Mistake. A week later another typewritten letter came, again undated, unsigned and with no return address. The second letter purported to be from a Mr Rogers, and it read as follows:

'To the owner/resident of . . . Some time ago my wife wrote and asked if you would kindly trim your hedge . . . I should point out that my young son, aged four, injured himself on the hedge in question and was taken to hospital. He is still receiving hospital treatment. If you had children of your own you would not be so careless. My insurance company has been informed . . .'.

My ex was astounded, furious, appalled and concerned all at once. And extremely annoyed at the assumption that he had no children and therefore had a cavalier attitude towards the risks encountered by other people's. Then he was puzzled. He lives alone, but how did they know that? Perhaps these people were being egged on by someone in his street, but who? And why?

Did some neighbours feel that a somewhat shaggy shrub would have an adverse effect on the prices of their properties? Was someone annoyed that he had left a note on a windscreen asking that one of their several vehicles not be parked across his entrance? Was he the subject of some local dinner party chat? Could it all be explained by something as petty as this?

One hopes not, but it seems likely. A short time later, he surprised two small children who were pushing old cigarette packets through his letter box. Joining in the parents' vendetta? Again, one hopes not. But some people are like that.

My ex's nature, on the other hand, is to dig in his heels when he feels he is being pressured. He was becoming more and more reluctant to do anything at all about his 'hedge', but also reluctant to let the matter escalate further. Most of all, though, he felt embarrassed about being seen capitulating to bullying.

I offered moral support. We could take our secateurs and do the deed together, I suggested. So we did. So overgrown, entangled and dangerous was this vicious vegetation that it took us about five minutes. On the spur of the moment, I left him to tidy up and walked down the street to see how it compared with the neighbours' greenery.

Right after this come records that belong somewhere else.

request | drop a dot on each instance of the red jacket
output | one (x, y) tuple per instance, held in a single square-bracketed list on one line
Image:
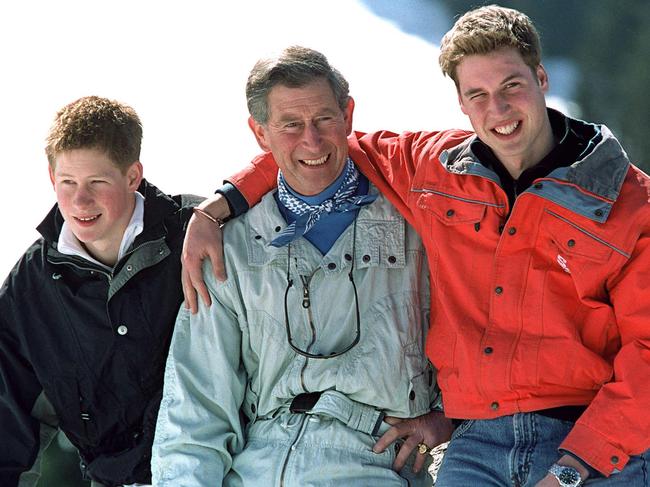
[(547, 307)]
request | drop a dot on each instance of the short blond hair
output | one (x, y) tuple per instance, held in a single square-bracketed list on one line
[(486, 29), (92, 122)]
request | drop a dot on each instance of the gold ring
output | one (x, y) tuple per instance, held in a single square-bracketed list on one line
[(423, 449)]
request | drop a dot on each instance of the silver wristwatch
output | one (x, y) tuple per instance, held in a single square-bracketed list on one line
[(565, 475)]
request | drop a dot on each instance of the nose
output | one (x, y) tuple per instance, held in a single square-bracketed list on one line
[(311, 136), (499, 104), (82, 197)]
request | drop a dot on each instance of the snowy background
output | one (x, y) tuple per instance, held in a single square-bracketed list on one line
[(183, 67)]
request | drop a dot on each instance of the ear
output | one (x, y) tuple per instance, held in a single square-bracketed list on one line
[(134, 175), (51, 172), (349, 110), (259, 131), (542, 78), (460, 102)]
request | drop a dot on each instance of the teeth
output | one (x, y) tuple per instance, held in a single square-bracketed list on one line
[(315, 162), (506, 129), (87, 219)]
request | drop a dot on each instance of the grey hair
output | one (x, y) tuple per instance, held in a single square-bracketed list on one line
[(296, 66)]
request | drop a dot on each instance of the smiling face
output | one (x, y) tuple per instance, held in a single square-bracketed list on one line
[(95, 198), (504, 100), (307, 133)]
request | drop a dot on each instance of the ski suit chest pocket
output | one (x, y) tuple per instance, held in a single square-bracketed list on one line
[(574, 242), (449, 210)]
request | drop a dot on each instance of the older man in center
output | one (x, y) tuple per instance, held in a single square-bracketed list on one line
[(316, 343)]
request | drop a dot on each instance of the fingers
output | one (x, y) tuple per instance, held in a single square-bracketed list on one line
[(189, 292), (389, 437), (405, 451)]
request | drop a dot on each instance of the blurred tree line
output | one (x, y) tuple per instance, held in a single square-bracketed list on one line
[(609, 42)]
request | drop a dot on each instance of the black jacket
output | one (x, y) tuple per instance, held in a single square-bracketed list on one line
[(91, 345)]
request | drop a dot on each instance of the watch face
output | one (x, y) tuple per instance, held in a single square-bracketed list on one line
[(569, 476)]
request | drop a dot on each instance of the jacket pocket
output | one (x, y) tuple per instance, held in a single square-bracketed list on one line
[(450, 210)]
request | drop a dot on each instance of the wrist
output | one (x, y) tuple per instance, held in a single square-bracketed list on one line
[(216, 207), (571, 461)]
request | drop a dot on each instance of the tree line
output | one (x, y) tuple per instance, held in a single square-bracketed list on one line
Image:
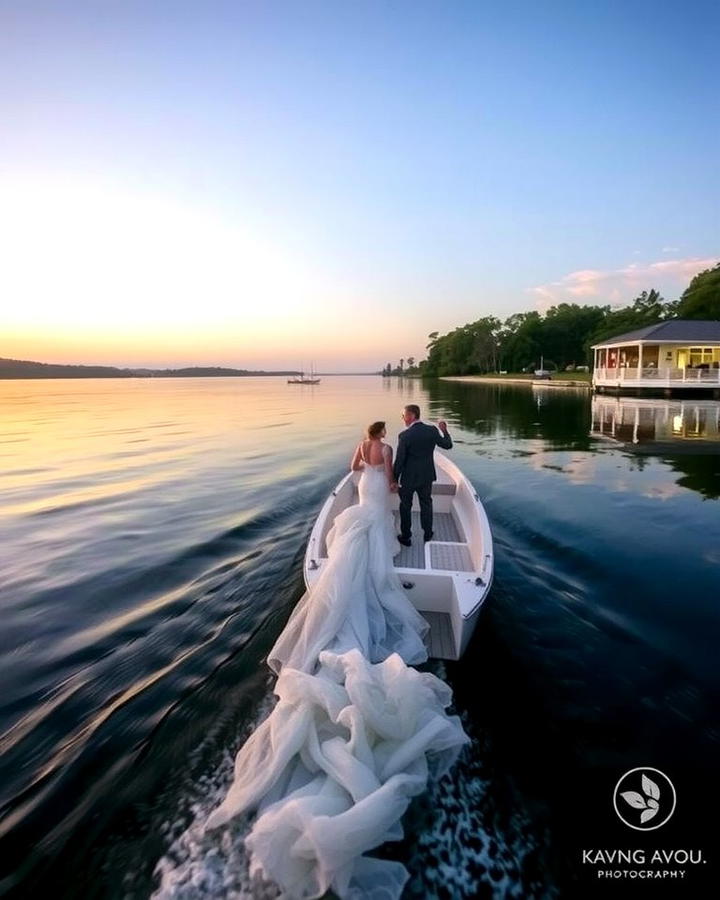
[(563, 336)]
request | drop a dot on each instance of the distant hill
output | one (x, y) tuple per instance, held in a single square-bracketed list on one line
[(23, 368)]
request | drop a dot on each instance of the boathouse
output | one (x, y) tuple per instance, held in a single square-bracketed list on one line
[(679, 354)]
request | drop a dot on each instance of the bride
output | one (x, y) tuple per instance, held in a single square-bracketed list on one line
[(356, 732)]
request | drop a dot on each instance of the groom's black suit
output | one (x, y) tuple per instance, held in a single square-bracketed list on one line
[(414, 469)]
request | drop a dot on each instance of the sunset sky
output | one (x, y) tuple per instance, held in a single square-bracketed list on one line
[(269, 184)]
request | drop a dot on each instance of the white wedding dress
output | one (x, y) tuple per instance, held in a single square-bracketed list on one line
[(356, 732)]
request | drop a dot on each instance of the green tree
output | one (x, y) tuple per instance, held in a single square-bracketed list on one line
[(701, 299)]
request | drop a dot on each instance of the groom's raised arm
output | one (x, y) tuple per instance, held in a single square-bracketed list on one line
[(400, 457), (443, 440)]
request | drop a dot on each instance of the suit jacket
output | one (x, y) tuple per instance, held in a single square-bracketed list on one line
[(414, 465)]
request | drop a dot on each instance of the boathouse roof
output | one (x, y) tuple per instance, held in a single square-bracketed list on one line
[(691, 331)]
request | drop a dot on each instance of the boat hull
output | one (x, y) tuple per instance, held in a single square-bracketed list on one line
[(447, 579)]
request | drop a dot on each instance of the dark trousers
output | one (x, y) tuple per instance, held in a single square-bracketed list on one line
[(424, 492)]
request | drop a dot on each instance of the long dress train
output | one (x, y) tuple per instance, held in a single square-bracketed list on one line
[(356, 732)]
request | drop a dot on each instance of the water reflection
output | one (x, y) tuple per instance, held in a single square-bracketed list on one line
[(636, 420)]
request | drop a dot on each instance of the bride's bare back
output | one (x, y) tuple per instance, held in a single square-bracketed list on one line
[(373, 452)]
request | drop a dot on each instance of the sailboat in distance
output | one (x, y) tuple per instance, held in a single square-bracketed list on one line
[(303, 380)]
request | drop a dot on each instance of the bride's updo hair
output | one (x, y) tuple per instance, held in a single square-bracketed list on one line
[(374, 430)]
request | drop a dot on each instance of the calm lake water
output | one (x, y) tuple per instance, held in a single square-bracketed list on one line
[(152, 534)]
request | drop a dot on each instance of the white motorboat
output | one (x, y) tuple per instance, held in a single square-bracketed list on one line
[(448, 578)]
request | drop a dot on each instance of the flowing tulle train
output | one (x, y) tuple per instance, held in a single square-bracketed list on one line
[(355, 733)]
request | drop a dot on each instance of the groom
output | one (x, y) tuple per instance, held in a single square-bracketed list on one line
[(414, 469)]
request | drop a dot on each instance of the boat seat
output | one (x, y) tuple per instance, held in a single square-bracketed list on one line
[(440, 488), (444, 530)]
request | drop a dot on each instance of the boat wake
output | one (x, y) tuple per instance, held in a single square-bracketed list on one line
[(356, 732)]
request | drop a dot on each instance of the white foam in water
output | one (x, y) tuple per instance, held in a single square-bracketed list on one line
[(201, 864)]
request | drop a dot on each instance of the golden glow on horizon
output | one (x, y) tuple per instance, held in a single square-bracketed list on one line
[(94, 274)]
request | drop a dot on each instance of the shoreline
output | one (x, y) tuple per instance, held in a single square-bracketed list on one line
[(533, 382)]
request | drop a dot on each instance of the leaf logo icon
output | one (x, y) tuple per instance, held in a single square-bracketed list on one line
[(650, 788), (637, 801), (647, 800)]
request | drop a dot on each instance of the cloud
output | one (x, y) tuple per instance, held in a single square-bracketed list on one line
[(619, 286)]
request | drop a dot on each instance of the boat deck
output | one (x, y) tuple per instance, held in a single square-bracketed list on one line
[(439, 641), (451, 556)]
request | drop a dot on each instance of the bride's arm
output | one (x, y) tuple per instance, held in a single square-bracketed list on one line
[(356, 463), (387, 453)]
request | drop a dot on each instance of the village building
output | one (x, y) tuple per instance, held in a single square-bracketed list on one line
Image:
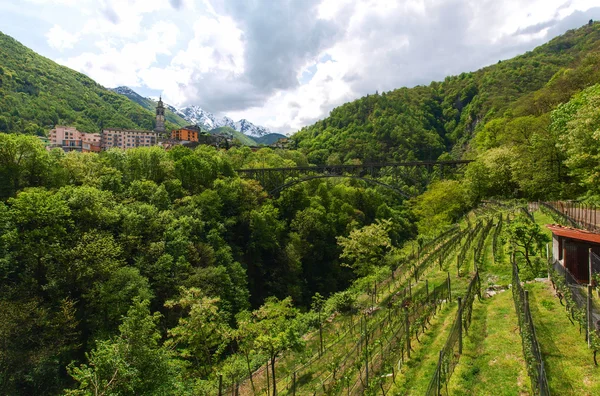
[(189, 133), (160, 117), (70, 139), (127, 138), (570, 248)]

It was an interesting walk. Not just because more than a dozen other gardens were more overgrown than his (which they were), but because a few houses along I was surprised to see a child running into her house with her arms raised and shaking her fists in a gesture of victory, her mother hovering at a half-open door, giggling and nervously urging the child inside.

I felt extraordinarily sad. I felt sorry for this child who felt that she had to support her adults in this pointless exercise of one-upmanship and I felt sorry for the adults who wasted their time and energy on such silliness. I wished they could get their minds around some useful concepts instead.

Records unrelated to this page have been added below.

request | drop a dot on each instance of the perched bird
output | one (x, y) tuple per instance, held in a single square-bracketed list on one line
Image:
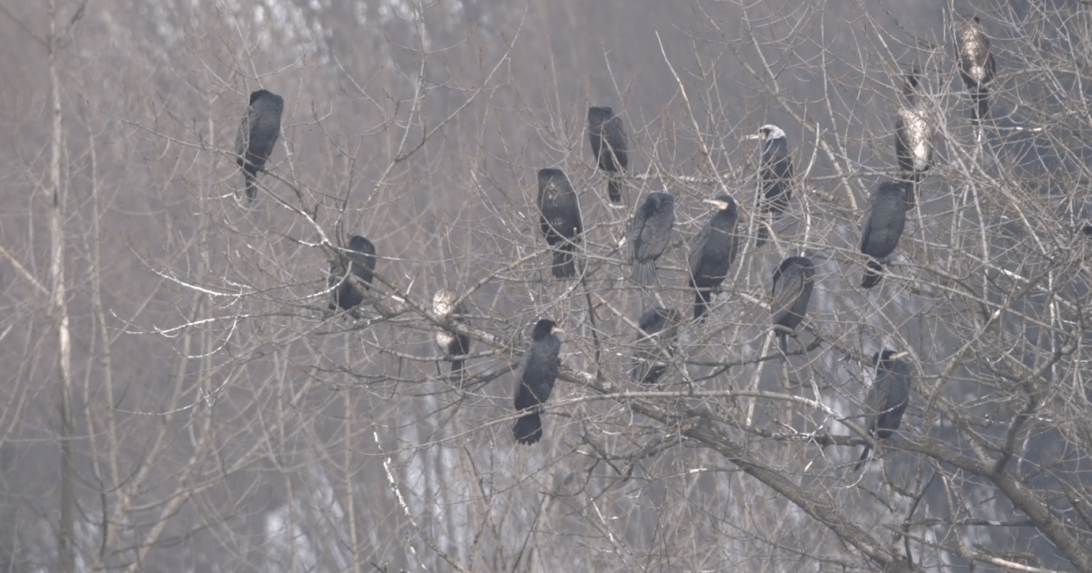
[(451, 343), (608, 145), (913, 139), (883, 228), (887, 400), (792, 291), (660, 327), (560, 218), (361, 258), (257, 135), (536, 374), (975, 64), (713, 251), (650, 233), (775, 175)]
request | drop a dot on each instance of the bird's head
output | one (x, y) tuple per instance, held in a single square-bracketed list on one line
[(768, 132), (545, 327)]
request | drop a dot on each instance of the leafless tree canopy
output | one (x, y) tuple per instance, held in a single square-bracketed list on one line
[(177, 394)]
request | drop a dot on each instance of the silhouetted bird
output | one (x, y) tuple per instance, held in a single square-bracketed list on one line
[(792, 291), (775, 175), (659, 332), (882, 229), (257, 135), (536, 374), (913, 139), (609, 146), (560, 218), (887, 398), (713, 251), (651, 233), (361, 255), (975, 64), (450, 342)]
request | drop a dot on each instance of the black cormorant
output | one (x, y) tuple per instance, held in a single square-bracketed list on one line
[(975, 64), (650, 233), (451, 343), (257, 135), (775, 175), (659, 331), (536, 374), (361, 257), (887, 398), (913, 139), (609, 146), (792, 291), (713, 251), (883, 228), (560, 218)]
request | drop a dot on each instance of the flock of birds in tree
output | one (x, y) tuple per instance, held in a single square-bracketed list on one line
[(712, 253)]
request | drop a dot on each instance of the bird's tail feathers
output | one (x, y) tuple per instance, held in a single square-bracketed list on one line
[(874, 273), (862, 460), (251, 184), (701, 299), (981, 97), (564, 264), (529, 428)]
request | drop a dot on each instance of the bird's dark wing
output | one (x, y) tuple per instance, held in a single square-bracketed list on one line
[(242, 138), (786, 288), (876, 402)]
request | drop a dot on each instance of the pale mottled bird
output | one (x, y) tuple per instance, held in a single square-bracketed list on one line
[(975, 64), (913, 139), (451, 343)]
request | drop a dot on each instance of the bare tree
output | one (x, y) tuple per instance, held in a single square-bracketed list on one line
[(176, 344)]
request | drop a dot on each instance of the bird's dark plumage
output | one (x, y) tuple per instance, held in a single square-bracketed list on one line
[(713, 251), (257, 135), (651, 233), (913, 139), (450, 342), (535, 380), (887, 398), (361, 257), (659, 331), (975, 64), (883, 228), (560, 218), (775, 175), (792, 291), (609, 146)]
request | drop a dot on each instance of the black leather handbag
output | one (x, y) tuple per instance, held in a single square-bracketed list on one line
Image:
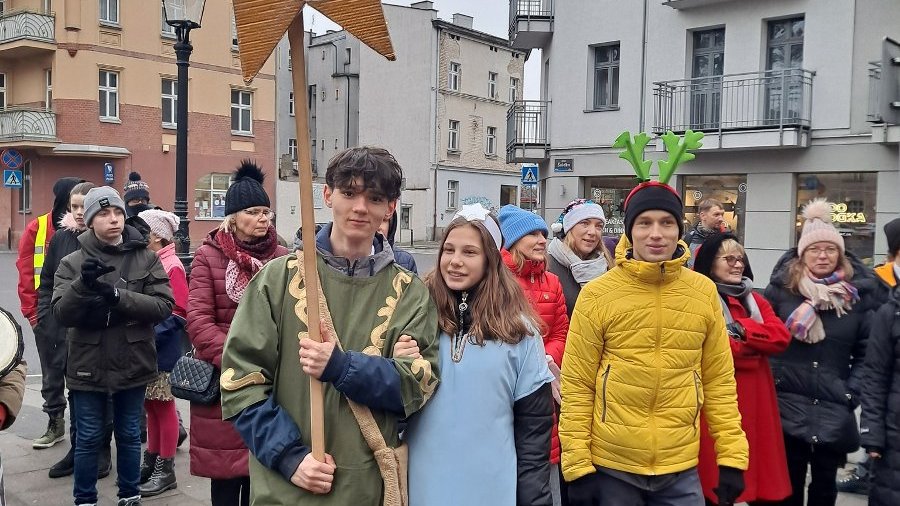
[(195, 380)]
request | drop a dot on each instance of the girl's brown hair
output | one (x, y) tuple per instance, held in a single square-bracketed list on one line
[(796, 269), (499, 310)]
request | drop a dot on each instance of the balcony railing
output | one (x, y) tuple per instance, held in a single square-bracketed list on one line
[(19, 25), (772, 99), (526, 127), (27, 124), (530, 23)]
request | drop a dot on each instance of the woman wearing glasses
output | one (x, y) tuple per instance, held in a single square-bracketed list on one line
[(222, 267), (755, 333), (826, 297)]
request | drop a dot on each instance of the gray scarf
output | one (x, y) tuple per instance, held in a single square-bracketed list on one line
[(582, 270), (742, 292)]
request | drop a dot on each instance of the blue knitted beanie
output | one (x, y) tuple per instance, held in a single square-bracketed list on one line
[(516, 223)]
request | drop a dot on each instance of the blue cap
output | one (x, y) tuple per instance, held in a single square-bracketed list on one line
[(516, 223)]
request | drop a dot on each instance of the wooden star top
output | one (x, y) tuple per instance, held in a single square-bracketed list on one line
[(261, 24)]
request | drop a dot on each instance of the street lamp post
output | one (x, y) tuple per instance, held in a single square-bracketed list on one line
[(184, 16)]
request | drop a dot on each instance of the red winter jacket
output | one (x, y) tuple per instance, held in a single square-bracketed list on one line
[(767, 477), (217, 451), (25, 265), (544, 291)]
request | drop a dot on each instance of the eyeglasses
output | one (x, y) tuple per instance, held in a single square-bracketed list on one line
[(257, 213), (828, 250), (732, 260)]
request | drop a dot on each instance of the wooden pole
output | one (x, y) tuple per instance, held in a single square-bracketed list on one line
[(308, 223)]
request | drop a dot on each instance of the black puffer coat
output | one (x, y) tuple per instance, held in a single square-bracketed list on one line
[(818, 385), (880, 424)]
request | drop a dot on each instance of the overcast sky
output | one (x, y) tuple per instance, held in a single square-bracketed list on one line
[(491, 16)]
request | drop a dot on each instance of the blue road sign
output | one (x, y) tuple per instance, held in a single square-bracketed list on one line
[(11, 159), (12, 178), (529, 174)]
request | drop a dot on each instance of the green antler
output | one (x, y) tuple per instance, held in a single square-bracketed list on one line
[(678, 149), (634, 153)]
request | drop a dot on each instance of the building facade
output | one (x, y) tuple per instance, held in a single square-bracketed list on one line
[(787, 92), (90, 83), (440, 108)]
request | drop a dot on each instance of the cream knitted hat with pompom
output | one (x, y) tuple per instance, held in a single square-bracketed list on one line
[(817, 226)]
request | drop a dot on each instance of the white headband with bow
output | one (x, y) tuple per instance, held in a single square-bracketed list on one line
[(477, 212)]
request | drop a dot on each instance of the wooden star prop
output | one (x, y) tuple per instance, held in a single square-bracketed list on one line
[(261, 24)]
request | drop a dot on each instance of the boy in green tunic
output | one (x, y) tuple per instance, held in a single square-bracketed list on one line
[(373, 303)]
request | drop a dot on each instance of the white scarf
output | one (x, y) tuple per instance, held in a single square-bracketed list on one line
[(582, 270)]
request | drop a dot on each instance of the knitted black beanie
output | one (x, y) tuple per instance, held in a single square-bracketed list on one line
[(246, 189), (653, 195)]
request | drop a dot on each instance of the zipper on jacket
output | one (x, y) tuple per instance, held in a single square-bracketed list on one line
[(697, 393), (605, 379)]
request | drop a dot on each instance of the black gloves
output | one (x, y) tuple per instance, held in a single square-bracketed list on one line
[(585, 490), (91, 270), (731, 484)]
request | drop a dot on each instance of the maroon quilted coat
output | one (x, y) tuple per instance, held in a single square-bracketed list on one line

When our children were small we campaigned incessantly for lead-free petrol, an end to nuclear power, the abandonment of Cruise and all nuclear missiles . . . we tried so hard to make a better world for our children. But overgrown hedges? Is this what parental protest is about these days?

I felt sorry for my ex-husband, trapped in his street with these pretentious, small-minded and suburban people.

The names in this story have been changed.